On walkabout in life and technology

Where the Light Is Better

A woman comes across a man crawling under a street lamp. "I've lost my car keys," he explains.

The woman tries to help the man find his keys. After a few minutes of searching, she asks "Where exactly did you drop them?"

"Down the street, next to my car."

Puzzled, she asks "Then why aren't you looking over there?"

"The light is better here."

People often look where it seems easiest or most convenient to look, rather than in a more difficult, but more correct place. Opinions regarding where the best place to look often comes down to “Where The Light Is Better”.

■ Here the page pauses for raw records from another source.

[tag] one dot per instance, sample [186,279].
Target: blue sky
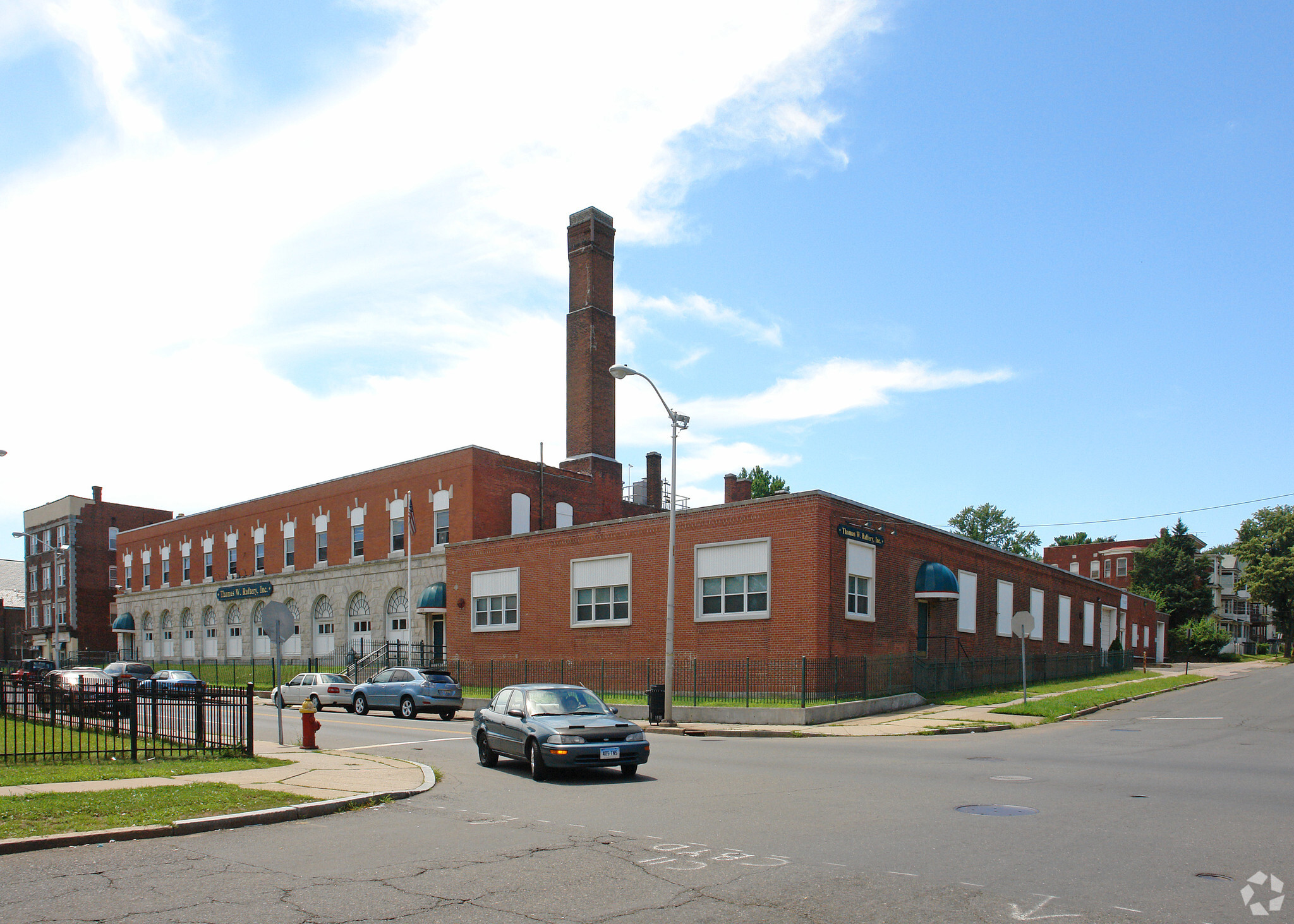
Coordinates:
[923,255]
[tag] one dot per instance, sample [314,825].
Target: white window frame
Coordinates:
[1005,615]
[576,587]
[968,587]
[865,561]
[698,616]
[504,588]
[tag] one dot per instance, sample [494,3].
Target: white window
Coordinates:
[521,514]
[1036,609]
[440,515]
[600,591]
[733,580]
[495,596]
[967,584]
[1006,606]
[859,573]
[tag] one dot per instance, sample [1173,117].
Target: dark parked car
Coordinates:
[82,692]
[407,692]
[32,671]
[128,669]
[557,725]
[171,681]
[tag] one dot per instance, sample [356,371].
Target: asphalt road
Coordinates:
[1130,807]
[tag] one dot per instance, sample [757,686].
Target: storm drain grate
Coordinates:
[996,810]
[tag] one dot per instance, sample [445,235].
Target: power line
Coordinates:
[1151,517]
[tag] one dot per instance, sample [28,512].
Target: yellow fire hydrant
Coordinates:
[310,725]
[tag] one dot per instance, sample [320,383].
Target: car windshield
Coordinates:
[564,702]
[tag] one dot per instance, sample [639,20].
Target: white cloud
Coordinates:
[157,281]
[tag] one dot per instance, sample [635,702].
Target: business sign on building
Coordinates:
[862,534]
[241,592]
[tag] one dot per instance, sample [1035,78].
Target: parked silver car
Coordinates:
[321,689]
[407,692]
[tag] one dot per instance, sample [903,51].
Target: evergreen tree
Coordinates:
[1174,571]
[763,482]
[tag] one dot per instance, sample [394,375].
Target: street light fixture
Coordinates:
[59,550]
[676,424]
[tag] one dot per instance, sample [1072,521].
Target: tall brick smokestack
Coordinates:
[590,340]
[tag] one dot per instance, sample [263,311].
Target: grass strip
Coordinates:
[52,813]
[1054,707]
[1005,694]
[40,772]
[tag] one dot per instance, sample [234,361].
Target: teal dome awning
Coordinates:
[936,583]
[434,597]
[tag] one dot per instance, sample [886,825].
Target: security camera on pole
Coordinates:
[1022,624]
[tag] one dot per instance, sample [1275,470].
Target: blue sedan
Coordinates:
[557,725]
[407,692]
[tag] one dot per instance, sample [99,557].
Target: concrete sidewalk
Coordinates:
[926,719]
[317,774]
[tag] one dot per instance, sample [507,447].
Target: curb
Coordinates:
[192,826]
[1090,709]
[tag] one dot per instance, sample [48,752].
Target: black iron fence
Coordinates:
[121,720]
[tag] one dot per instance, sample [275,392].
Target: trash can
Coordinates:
[656,703]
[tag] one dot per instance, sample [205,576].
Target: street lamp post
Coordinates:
[59,550]
[676,424]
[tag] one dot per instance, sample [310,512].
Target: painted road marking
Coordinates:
[396,745]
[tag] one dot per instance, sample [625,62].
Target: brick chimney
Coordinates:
[590,352]
[654,481]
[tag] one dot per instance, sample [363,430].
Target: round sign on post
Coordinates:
[277,621]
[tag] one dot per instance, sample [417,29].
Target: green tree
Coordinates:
[993,525]
[763,482]
[1173,572]
[1202,637]
[1081,539]
[1264,545]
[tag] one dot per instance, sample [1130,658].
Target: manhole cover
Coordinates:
[996,810]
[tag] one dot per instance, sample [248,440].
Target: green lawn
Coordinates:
[1053,707]
[57,812]
[40,772]
[991,695]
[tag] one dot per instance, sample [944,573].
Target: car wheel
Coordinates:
[538,769]
[484,752]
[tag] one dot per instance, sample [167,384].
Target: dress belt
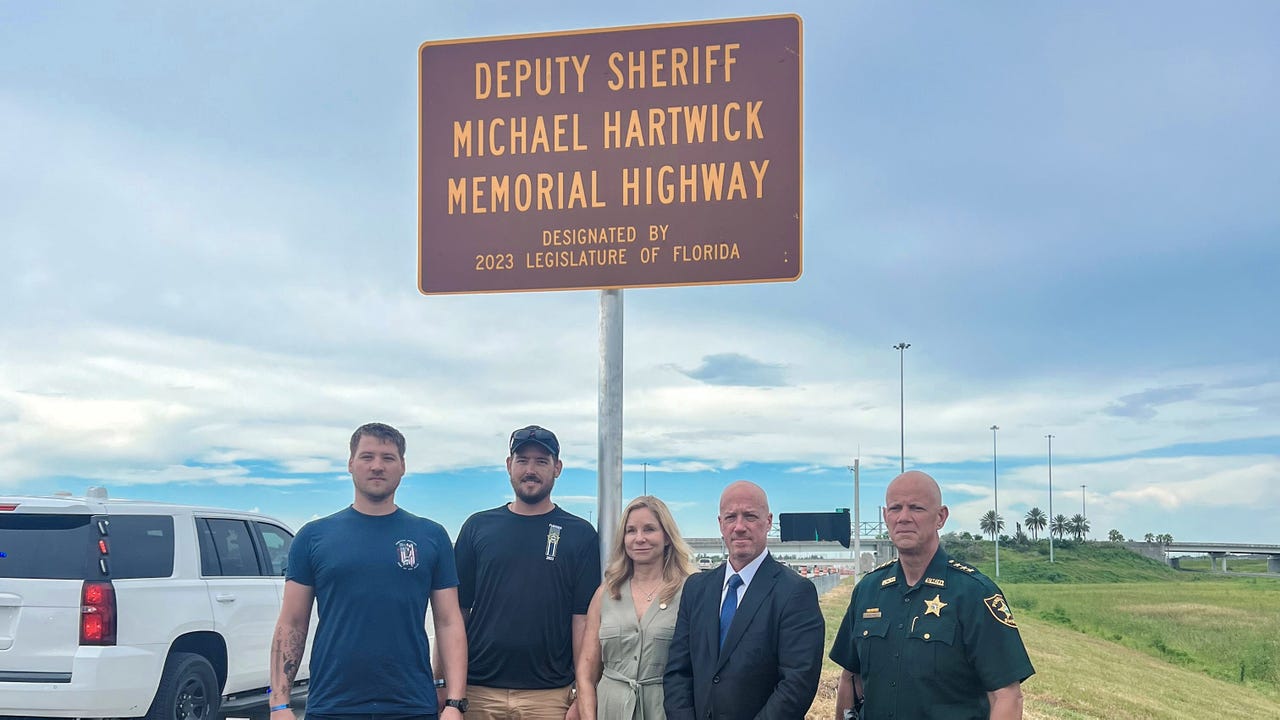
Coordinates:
[635,688]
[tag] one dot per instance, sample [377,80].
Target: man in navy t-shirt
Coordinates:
[370,570]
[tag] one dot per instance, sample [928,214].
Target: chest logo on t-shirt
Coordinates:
[552,541]
[407,551]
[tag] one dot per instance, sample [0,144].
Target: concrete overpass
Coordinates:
[1219,551]
[874,551]
[1216,551]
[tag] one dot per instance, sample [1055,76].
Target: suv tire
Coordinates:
[188,689]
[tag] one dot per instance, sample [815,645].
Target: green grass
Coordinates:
[1114,634]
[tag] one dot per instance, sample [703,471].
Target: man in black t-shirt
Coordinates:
[526,573]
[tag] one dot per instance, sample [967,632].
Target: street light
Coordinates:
[1083,514]
[995,481]
[1050,497]
[901,402]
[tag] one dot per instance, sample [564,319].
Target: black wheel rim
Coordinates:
[192,701]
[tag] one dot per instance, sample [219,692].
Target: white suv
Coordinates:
[122,609]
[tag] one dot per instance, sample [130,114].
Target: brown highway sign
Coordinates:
[634,156]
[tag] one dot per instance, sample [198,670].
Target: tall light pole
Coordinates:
[1083,514]
[1050,497]
[995,481]
[901,402]
[858,525]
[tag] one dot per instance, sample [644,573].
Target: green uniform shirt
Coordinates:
[929,651]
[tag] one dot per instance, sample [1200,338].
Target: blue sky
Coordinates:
[208,222]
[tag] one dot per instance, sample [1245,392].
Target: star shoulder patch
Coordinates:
[1000,610]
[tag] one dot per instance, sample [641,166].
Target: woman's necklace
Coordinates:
[648,595]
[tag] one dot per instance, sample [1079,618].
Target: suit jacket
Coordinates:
[772,656]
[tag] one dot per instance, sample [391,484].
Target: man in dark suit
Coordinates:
[749,634]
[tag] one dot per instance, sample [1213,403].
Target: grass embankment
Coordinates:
[1120,637]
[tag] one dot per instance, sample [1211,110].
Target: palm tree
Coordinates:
[1059,525]
[991,523]
[1078,525]
[1036,522]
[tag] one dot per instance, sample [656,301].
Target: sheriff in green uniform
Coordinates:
[927,637]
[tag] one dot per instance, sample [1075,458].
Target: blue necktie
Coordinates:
[730,606]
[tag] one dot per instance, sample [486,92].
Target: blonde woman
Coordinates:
[632,615]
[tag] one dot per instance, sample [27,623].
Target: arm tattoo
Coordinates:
[288,648]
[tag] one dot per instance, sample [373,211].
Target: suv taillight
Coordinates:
[97,613]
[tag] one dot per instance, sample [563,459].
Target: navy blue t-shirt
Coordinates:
[373,577]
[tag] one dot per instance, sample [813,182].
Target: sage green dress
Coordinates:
[635,656]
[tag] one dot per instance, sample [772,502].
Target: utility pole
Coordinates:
[901,404]
[858,525]
[1083,514]
[995,481]
[1050,497]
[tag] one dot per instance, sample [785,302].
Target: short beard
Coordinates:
[534,497]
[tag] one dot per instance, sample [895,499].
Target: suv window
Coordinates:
[141,546]
[277,543]
[46,546]
[229,550]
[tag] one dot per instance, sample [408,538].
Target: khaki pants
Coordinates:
[499,703]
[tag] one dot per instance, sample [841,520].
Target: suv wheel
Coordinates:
[188,689]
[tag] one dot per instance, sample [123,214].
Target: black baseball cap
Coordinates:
[534,433]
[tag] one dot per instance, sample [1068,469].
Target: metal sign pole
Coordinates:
[609,422]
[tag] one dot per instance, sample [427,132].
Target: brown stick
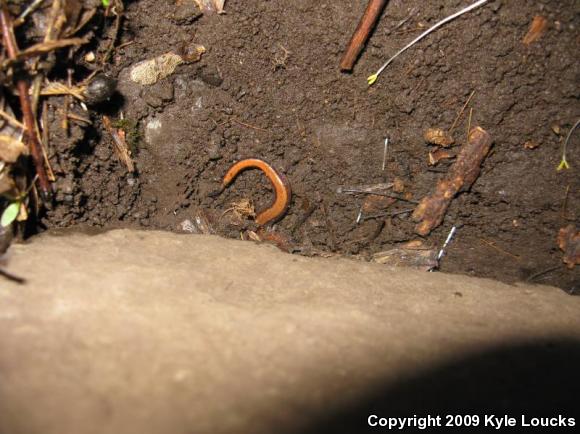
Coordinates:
[30,131]
[461,176]
[361,34]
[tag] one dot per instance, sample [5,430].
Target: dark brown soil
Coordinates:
[269,86]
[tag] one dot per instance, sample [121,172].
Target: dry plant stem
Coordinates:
[431,210]
[29,122]
[118,10]
[461,113]
[477,4]
[11,120]
[361,34]
[120,145]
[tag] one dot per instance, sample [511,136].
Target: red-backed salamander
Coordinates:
[281,188]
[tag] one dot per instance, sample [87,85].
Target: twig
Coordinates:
[248,125]
[11,120]
[371,79]
[446,243]
[120,144]
[461,176]
[505,252]
[385,152]
[31,8]
[361,34]
[564,210]
[393,214]
[30,136]
[461,113]
[541,273]
[469,122]
[118,10]
[370,189]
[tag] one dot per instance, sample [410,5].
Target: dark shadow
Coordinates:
[532,379]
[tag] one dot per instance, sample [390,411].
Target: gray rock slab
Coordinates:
[151,332]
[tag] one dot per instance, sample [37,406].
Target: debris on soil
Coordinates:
[431,211]
[413,254]
[530,144]
[439,154]
[272,237]
[439,137]
[361,34]
[374,203]
[148,72]
[211,5]
[241,209]
[199,224]
[100,89]
[282,190]
[569,243]
[11,149]
[537,28]
[372,78]
[121,148]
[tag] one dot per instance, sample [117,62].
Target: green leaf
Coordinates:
[372,78]
[10,214]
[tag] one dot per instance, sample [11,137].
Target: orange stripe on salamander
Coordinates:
[281,188]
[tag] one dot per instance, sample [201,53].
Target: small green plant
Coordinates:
[564,163]
[12,211]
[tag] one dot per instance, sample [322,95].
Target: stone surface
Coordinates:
[148,332]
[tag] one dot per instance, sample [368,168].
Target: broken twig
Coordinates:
[461,176]
[362,33]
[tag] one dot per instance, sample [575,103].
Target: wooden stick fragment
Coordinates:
[29,120]
[121,148]
[362,33]
[431,210]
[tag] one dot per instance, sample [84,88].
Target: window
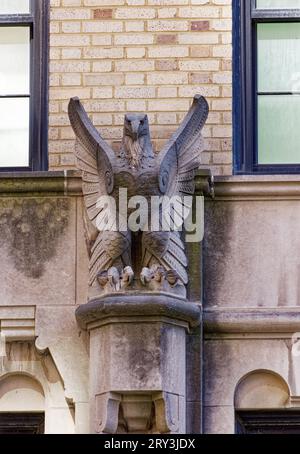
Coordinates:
[23,84]
[22,423]
[267,86]
[272,422]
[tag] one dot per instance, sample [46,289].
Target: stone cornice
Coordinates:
[254,187]
[252,320]
[258,187]
[66,183]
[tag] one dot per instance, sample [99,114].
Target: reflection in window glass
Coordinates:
[14,6]
[14,71]
[278,57]
[278,129]
[14,132]
[277,4]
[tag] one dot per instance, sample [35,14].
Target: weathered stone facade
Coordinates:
[158,367]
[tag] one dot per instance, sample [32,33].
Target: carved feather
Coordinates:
[181,157]
[177,164]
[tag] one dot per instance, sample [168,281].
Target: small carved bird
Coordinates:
[136,168]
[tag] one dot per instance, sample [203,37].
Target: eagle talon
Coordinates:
[146,276]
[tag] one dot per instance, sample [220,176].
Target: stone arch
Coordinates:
[261,389]
[33,373]
[21,393]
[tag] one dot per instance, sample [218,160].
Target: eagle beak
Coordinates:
[135,129]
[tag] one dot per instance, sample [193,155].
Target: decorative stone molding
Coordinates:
[258,187]
[252,320]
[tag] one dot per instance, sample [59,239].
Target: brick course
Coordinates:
[141,55]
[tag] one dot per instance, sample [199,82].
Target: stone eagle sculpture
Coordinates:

  • Support teams base their knowledge of a software system upon specifications and documentation, rather than observing the actual system in action or examining its source code. Documentation is usually incomplete and out of date.
  • Analysts make decisions based upon easy-to-collect metrics, rather than on detailed study of the complexities of a situation. Not enough time to do it right, so find a short cut.
  • DBAs prefer that database query logic be written as stored procedures in the database, where they can get at it; whilst developers prefer that it be in the application code, where they can get at it. More convenient location, not necessarily the right location.
  • When a bug is found in someone else’s code, developers will generate complex workarounds in their code, rather than trying to get the bug fixed. Either it takes to long to get it fixed, its too hard to fix it yourself or something else may depend on it. Workaround instead of finding out.
  • Almost everyone uses a tool they know well to try to solve a problem, even if that tool is poorly suited to that problem, rather than to try and learn an unfamiliar tool that is far better suited for that job. Use your “hammer” tool instead of the right tool. We’ve all see abuses of Excel and Powerpoint, no?
  • Architects try to gather existing knowledge informally, through conversations, online forums, and wikis, rather than reading papers and books. More convenient to ask than to learn, see the success of StackExchange.
  • Consultants try to gather information on industry practices through reading academic papers, rather than examining real-world work and case-studies. Hoping someone else saw and solved the problem first.

Having alternate places to find and gain knowledge is a good thing. But you need to make sure that the alternate location is referring to the same knowledge. And that you truly understand the problem and solution space. Searching where the light is better does not necessarily mean you are searching where the keys are, where the solution exists.

Expedient is not necessarily efficient.